Carlson starts off this chapter by saying that identity politics is being incited as a way to distract the populous from important economic problems that our ruling class is creating.

He gives numerous examples of the growth of racial identity politics in the U.S., including college segregation and growing anti-white discrimination. He also spends several pages talking about Ta-Nehisi Coates, his career, his thoroughly unimpressive book Between the World and Me. Although the book is poorly written and not especially insightful, it received raving praise from white leftists. Indeed, the only prominent "mainstream" voices who disagreed with this assessment were black intellectuals, several of whom Carlson quotes denigrating the book. (Any day now "denigrating" will be declared an unacceptably racist term, by the way.)

Carlson also documents how, for all their talk about loving diversity, leftists with the resources to do so strive to avoid it, showing how they all live in neighborhoods much whiter and safer than the kind they advocate for. This, by the way, includes prominent black politicians like Barack Obama and the execrable Maxine Waters.

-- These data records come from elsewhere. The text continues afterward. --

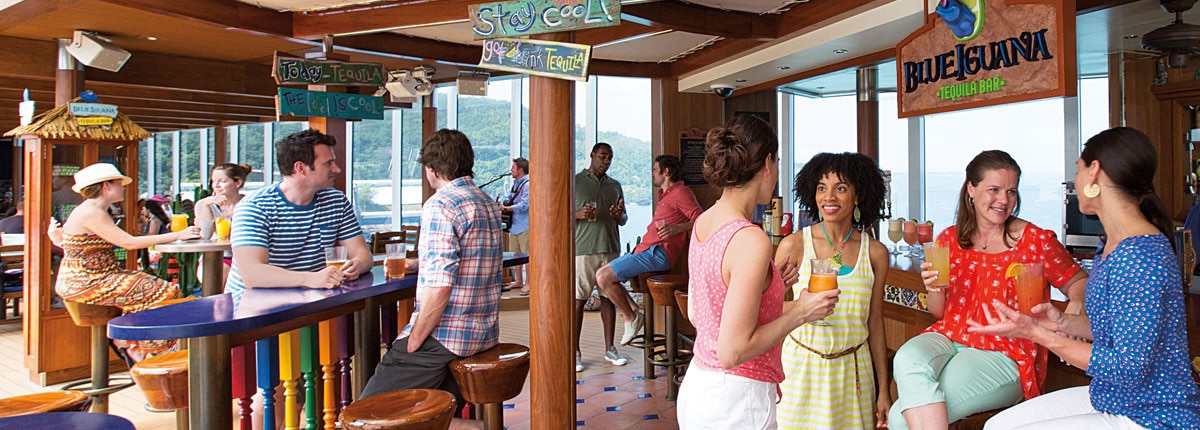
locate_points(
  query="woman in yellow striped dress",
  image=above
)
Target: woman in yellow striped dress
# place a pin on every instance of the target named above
(832, 371)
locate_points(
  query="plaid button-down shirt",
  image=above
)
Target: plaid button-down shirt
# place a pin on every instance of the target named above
(461, 248)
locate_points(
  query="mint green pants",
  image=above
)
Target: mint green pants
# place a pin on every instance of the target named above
(930, 369)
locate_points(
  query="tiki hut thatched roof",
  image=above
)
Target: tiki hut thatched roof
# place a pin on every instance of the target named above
(60, 124)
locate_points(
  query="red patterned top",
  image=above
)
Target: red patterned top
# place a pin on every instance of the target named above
(978, 278)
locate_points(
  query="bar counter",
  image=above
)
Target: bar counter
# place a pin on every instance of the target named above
(216, 323)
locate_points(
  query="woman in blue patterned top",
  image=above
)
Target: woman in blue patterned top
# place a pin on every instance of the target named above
(1139, 353)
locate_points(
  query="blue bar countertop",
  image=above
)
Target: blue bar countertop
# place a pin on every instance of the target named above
(259, 308)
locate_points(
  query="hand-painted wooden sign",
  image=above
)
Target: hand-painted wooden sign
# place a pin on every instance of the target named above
(94, 109)
(976, 53)
(94, 120)
(321, 72)
(541, 58)
(330, 105)
(532, 17)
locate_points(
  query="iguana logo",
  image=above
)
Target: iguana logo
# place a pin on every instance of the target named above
(964, 17)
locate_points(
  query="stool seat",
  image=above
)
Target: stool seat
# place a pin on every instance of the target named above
(91, 315)
(163, 380)
(663, 287)
(401, 410)
(492, 376)
(682, 300)
(43, 402)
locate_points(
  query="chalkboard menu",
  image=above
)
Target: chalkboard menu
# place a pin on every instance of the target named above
(533, 57)
(329, 105)
(691, 154)
(327, 72)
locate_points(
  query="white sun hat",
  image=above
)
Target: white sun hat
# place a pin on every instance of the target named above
(99, 173)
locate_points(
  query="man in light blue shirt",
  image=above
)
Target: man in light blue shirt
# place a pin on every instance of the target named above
(516, 202)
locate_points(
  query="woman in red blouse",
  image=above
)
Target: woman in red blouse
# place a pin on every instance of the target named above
(946, 372)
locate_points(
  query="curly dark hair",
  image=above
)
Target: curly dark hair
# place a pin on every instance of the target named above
(857, 169)
(733, 154)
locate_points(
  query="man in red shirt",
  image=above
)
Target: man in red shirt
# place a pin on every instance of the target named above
(661, 245)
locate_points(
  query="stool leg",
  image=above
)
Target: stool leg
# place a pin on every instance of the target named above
(493, 417)
(181, 419)
(100, 368)
(648, 334)
(672, 389)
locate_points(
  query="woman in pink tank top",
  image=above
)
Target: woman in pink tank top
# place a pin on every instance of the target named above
(737, 293)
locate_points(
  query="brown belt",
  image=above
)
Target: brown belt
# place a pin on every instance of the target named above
(827, 356)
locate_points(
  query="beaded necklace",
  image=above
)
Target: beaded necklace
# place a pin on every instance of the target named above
(837, 256)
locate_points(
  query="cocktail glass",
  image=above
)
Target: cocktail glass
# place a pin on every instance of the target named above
(335, 256)
(1030, 287)
(395, 266)
(910, 237)
(895, 232)
(939, 255)
(178, 222)
(823, 278)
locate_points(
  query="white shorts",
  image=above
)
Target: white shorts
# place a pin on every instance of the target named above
(718, 400)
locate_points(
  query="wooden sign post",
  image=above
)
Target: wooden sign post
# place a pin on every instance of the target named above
(977, 53)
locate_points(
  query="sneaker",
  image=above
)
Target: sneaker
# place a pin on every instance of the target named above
(631, 328)
(615, 357)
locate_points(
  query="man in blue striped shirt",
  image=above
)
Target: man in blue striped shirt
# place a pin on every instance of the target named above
(280, 232)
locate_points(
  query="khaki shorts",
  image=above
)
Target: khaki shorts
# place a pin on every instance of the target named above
(586, 273)
(519, 243)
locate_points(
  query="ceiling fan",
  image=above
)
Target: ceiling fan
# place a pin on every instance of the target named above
(1177, 40)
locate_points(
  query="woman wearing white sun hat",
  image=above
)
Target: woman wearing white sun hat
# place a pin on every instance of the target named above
(89, 272)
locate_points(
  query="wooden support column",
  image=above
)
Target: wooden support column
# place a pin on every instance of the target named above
(869, 112)
(67, 78)
(552, 251)
(220, 144)
(429, 125)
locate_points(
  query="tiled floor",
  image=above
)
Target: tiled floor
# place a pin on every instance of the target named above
(607, 396)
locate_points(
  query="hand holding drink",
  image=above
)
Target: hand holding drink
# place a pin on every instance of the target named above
(823, 278)
(396, 266)
(939, 256)
(1029, 282)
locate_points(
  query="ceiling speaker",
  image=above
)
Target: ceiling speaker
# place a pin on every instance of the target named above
(97, 52)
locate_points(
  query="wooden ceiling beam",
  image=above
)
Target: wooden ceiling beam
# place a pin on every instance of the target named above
(377, 17)
(703, 19)
(616, 33)
(229, 15)
(27, 11)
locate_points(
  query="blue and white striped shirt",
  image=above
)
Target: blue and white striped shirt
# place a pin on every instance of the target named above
(294, 236)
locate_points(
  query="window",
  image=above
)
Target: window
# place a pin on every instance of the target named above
(1024, 130)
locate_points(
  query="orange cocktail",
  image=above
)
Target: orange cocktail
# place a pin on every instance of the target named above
(823, 278)
(178, 222)
(1030, 286)
(940, 257)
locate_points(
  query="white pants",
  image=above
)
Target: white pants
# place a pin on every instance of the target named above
(715, 400)
(1066, 408)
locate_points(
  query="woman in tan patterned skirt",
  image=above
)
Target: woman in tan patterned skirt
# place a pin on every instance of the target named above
(90, 273)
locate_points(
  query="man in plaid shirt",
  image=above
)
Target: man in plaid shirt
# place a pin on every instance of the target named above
(459, 284)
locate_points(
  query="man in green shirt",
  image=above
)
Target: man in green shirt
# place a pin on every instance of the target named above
(599, 210)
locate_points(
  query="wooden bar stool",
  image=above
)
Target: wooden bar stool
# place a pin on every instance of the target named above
(648, 340)
(663, 288)
(491, 377)
(97, 316)
(163, 380)
(401, 410)
(43, 402)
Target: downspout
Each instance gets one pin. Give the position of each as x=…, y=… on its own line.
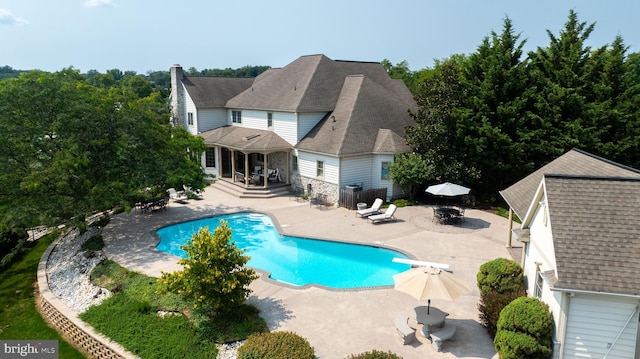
x=509, y=237
x=635, y=310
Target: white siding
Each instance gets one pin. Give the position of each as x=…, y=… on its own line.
x=306, y=121
x=190, y=106
x=540, y=248
x=285, y=125
x=594, y=322
x=208, y=119
x=378, y=182
x=307, y=166
x=357, y=171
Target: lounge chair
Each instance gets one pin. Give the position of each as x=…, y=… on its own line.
x=374, y=209
x=190, y=193
x=388, y=215
x=274, y=176
x=176, y=196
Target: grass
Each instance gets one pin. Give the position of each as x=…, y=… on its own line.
x=19, y=319
x=130, y=317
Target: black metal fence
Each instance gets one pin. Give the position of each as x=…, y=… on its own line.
x=350, y=199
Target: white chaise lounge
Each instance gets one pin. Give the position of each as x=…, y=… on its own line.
x=177, y=197
x=374, y=209
x=388, y=215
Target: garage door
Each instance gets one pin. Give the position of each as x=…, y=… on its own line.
x=594, y=322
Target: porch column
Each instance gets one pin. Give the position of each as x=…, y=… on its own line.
x=246, y=170
x=265, y=170
x=510, y=234
x=233, y=165
x=287, y=169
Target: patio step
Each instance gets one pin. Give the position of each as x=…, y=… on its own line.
x=255, y=192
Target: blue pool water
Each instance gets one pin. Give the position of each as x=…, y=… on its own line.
x=294, y=260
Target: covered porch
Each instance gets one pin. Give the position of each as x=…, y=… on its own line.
x=253, y=159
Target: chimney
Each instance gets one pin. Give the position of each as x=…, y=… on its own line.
x=177, y=96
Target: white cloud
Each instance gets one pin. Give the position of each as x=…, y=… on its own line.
x=99, y=3
x=7, y=17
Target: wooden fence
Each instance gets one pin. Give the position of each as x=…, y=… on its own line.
x=350, y=199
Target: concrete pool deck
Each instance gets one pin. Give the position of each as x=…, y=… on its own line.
x=339, y=323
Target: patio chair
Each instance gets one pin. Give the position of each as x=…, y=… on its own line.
x=180, y=197
x=274, y=176
x=374, y=209
x=388, y=215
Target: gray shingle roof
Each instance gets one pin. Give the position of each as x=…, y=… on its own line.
x=363, y=108
x=248, y=139
x=595, y=234
x=310, y=84
x=575, y=162
x=212, y=92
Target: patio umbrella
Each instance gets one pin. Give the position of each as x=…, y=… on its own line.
x=430, y=283
x=447, y=189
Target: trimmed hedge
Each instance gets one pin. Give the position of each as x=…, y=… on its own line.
x=500, y=281
x=524, y=331
x=276, y=345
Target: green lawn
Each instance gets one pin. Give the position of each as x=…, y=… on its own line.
x=19, y=319
x=130, y=317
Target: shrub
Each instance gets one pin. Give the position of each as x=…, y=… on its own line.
x=500, y=275
x=94, y=243
x=525, y=328
x=375, y=354
x=490, y=306
x=214, y=277
x=276, y=345
x=500, y=281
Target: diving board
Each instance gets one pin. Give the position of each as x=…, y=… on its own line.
x=420, y=263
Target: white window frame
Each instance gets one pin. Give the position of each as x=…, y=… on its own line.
x=210, y=151
x=539, y=285
x=320, y=169
x=236, y=116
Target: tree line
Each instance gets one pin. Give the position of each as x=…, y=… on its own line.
x=488, y=119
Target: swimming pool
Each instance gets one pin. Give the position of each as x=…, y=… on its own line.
x=294, y=260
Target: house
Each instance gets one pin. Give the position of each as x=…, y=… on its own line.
x=581, y=249
x=323, y=124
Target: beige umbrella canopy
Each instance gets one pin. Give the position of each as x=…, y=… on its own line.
x=430, y=283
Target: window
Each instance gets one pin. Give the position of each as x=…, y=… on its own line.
x=320, y=168
x=384, y=170
x=539, y=284
x=210, y=157
x=236, y=116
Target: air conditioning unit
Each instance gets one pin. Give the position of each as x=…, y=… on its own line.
x=353, y=188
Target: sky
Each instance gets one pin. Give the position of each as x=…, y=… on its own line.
x=152, y=35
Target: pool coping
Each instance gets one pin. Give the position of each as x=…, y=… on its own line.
x=266, y=275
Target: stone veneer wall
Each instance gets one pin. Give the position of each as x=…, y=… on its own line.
x=299, y=184
x=67, y=323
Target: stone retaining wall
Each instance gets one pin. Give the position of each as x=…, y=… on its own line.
x=67, y=323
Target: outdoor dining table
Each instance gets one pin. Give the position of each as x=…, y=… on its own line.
x=447, y=214
x=428, y=316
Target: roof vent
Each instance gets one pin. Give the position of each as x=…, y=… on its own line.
x=249, y=137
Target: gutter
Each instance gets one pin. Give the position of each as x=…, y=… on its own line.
x=570, y=291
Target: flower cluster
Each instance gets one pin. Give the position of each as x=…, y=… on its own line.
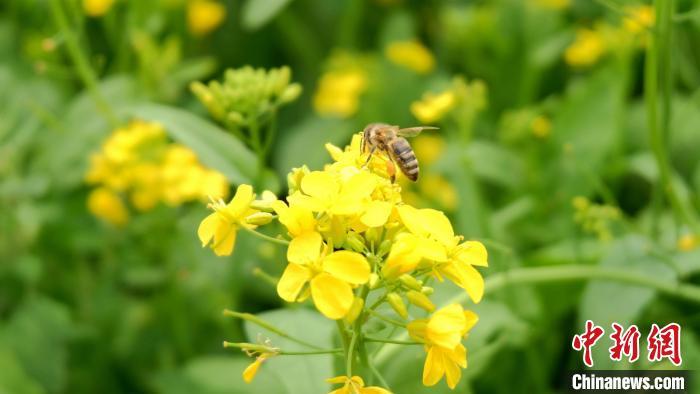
x=354, y=245
x=591, y=44
x=138, y=162
x=340, y=87
x=595, y=218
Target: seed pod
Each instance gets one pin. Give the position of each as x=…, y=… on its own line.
x=420, y=300
x=259, y=218
x=397, y=304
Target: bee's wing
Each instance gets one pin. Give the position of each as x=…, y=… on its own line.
x=413, y=131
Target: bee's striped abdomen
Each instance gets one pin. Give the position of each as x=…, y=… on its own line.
x=405, y=158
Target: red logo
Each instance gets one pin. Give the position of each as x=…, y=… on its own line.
x=662, y=343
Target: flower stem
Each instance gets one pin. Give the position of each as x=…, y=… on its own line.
x=389, y=340
x=264, y=324
x=81, y=63
x=267, y=349
x=266, y=237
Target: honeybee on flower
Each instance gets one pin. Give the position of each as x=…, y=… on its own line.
x=353, y=245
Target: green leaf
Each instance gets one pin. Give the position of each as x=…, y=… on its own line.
x=13, y=378
x=38, y=333
x=256, y=13
x=214, y=147
x=608, y=302
x=217, y=375
x=495, y=163
x=300, y=374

As one last example of the problems created by identity politics, Carlson describes the breakdown of the "March for Science" because, shocker, actual scientists (even what passes for scientists today), are overwhelmingly white and male.

Finally, Carlson anticipates the rise of white identity politics and worries what this could do to our country.


I haven't gotten to look at all of the book suggestions yet. I'll have to review those and do a midweek post to see what we want to cover next.

Thanks for your contributions. I'll talk with you soon.